Making decisions is a big part of a CIO’s life, just as it is for any other line-of-business manager. And yet the process suffers from a misconception; the widespread, if rarely articulated, belief that decision making is about work and not part of the work itself. If CIOs can train themselves to structure the decision making process along the same lines as other parts of their job, the quality of their decisions can be greatly improved, says one prominent business author.
In a recent posting on “The Enterprisers Project,” an online publication and community devoted to examining the evolving role of the CIO, Nano Serwich draws attention to a Harvard Business Review article that distills some decision-making lessons for managers. The advice is drawn from a book titled Judgement Calls, written by Thomas Davenport and Brook Manville.
The book analyzes the decision-making process based on a study of twelve actual business cases in which organizations made the right decisions. In the Harvard Business Review article, Davenport distills the learnings into a short list of five precepts.
“How is it that managers facing high-stakes decisions, despite all the resources and knowledge available to them, often make them so poorly?” Davenport asks in the introduction to his article. “In large part, it’s because their whole perspective on decision-making is wrong. Managers think of major decisions as choices they must make in order for the work of the organization to proceed.”
The truth, Davenport says, is that decision-making itself should be viewed as work. If managers can train themselves to view decisions as tasks in their own right, they will then be more able to bring to that task the same discipline and direction they apply to any other part of their job.
“View decision-making as work,” Davenport says, “and you soon realize that many general principles about good work apply to it.”
The first thing is not to make decisions solo. Davenport debunks the “Great Man” theory of decision making, and invokes behavioral economics and decision bias research findings that all decision makers at all levels operate with decision processes that are flawed and non-rational.
No decision-maker is perfect: Davenport notes that “even the sainted Steve Jobs of Apple made some clunkers.” A variety of people should be consulted, with a systematic process for sampling their perspectives, Davenport says. He adds that social media can play a role, citing the example of EMC, which asked employees to offer their views on cost-cutting measures during the last recession.
Just as no one person has all the answers, no single decision-making tool is enough.

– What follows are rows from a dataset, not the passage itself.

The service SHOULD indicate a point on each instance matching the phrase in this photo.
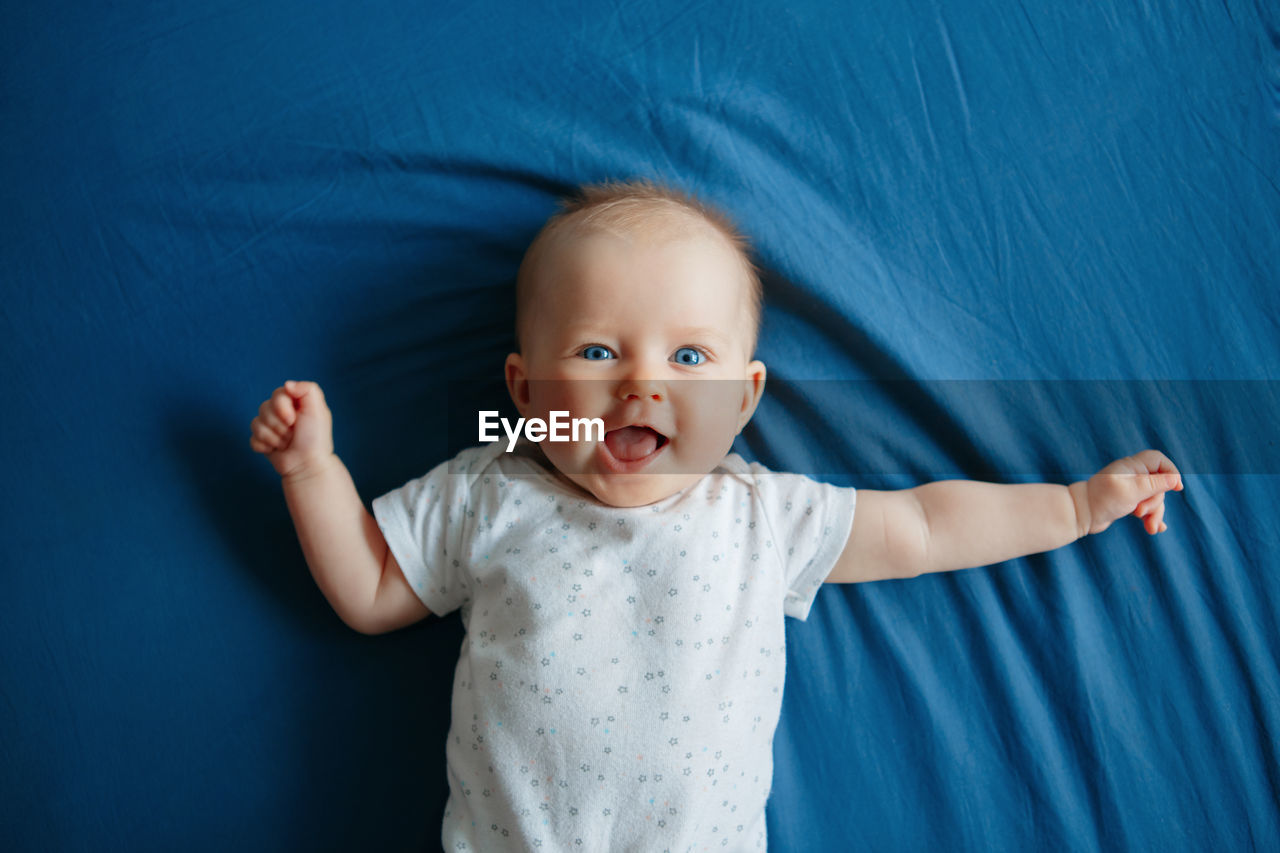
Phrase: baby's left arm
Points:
(961, 524)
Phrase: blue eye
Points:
(595, 352)
(689, 356)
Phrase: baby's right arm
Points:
(341, 541)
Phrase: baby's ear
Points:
(517, 383)
(753, 388)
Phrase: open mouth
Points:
(630, 448)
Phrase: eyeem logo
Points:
(538, 429)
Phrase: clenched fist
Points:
(295, 428)
(1130, 486)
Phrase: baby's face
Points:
(652, 337)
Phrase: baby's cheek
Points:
(709, 427)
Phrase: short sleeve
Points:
(425, 523)
(809, 523)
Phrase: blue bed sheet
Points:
(1000, 240)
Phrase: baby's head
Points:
(638, 305)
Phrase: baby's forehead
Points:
(652, 236)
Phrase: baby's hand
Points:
(293, 428)
(1134, 484)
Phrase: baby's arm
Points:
(341, 541)
(960, 524)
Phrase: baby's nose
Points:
(641, 388)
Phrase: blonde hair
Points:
(636, 206)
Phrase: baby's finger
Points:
(1150, 505)
(268, 416)
(282, 404)
(269, 437)
(1159, 464)
(1156, 520)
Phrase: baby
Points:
(624, 600)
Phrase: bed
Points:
(1000, 241)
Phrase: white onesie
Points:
(621, 675)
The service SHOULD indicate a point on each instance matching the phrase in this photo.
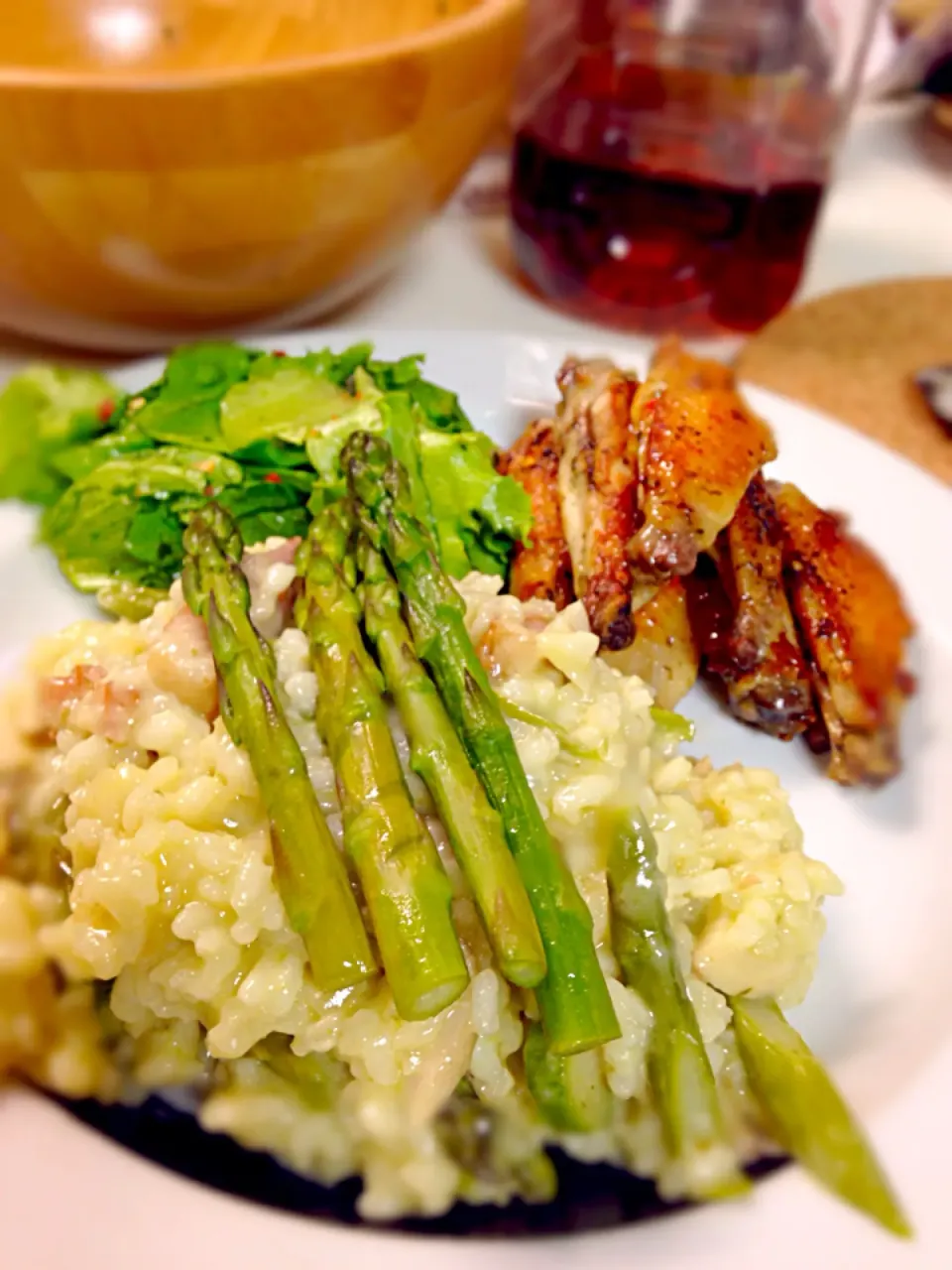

In fact, relying on just one over and over again will produce suboptimal decisions in all areas. Instead, CIOs and other managers should combine analytical models, experimentation, experience, intuition and “‘wisdom of crowds’ approaches.”
Good decisions are invariably based on solid and exhaustive measurement, and although here again no one approach is enough, Davenport says data and analytics would be the single option he’d choose – if he was forced to choose just one. “Rigorous decisions depend on gathering some data and performing some analysis. Although no one should abandon human responsibility for good decisions to computerized analytics, they can provide a massive amount of help.”
Post-decision reviews are also invaluable, Davenport says. “Decisions will get better if you establish the habit of reviewing them after the fact. This requires ‘a culture of honesty and self-examination,’ as a manager at Chevron told us when we visited there.” If you can’t figure out why good decisions worked and bad ones didn’t, you’re not likely to improve the quality of your decision-making. Davenport cites a small home builder which has a process to examine decisions that don’t go to plan. “Managers there systematically assess not only ‘why didn’t this house sell?’ but ‘what made us decide to build it the way we did?’”
Finally, decision-making needs a structured process, just like any other kind of work; it’s not an ad-hoc thing, though many managers see it that way. The process will dictate who gets involved at what point, what kind of data and analysis should be applied, and how quickly the decision needs to be made. “If you’re worried about ‘analysis paralysis,’ or excessive focus on analytics (rare in my experience), a process will address the issue,” Davenport says.
Davenport wraps up by saying that anyone who feels he’s overstating the case is probably a very gifted manager, one to whom principles like these are second nature. Or else they’re clairvoyant and can make the right decision intuitively and correctly every time without other perspectives, logical processes, or analytical tools. But, he concludes, “if it’s that easy for you, perhaps you’re actually not doing it very well.”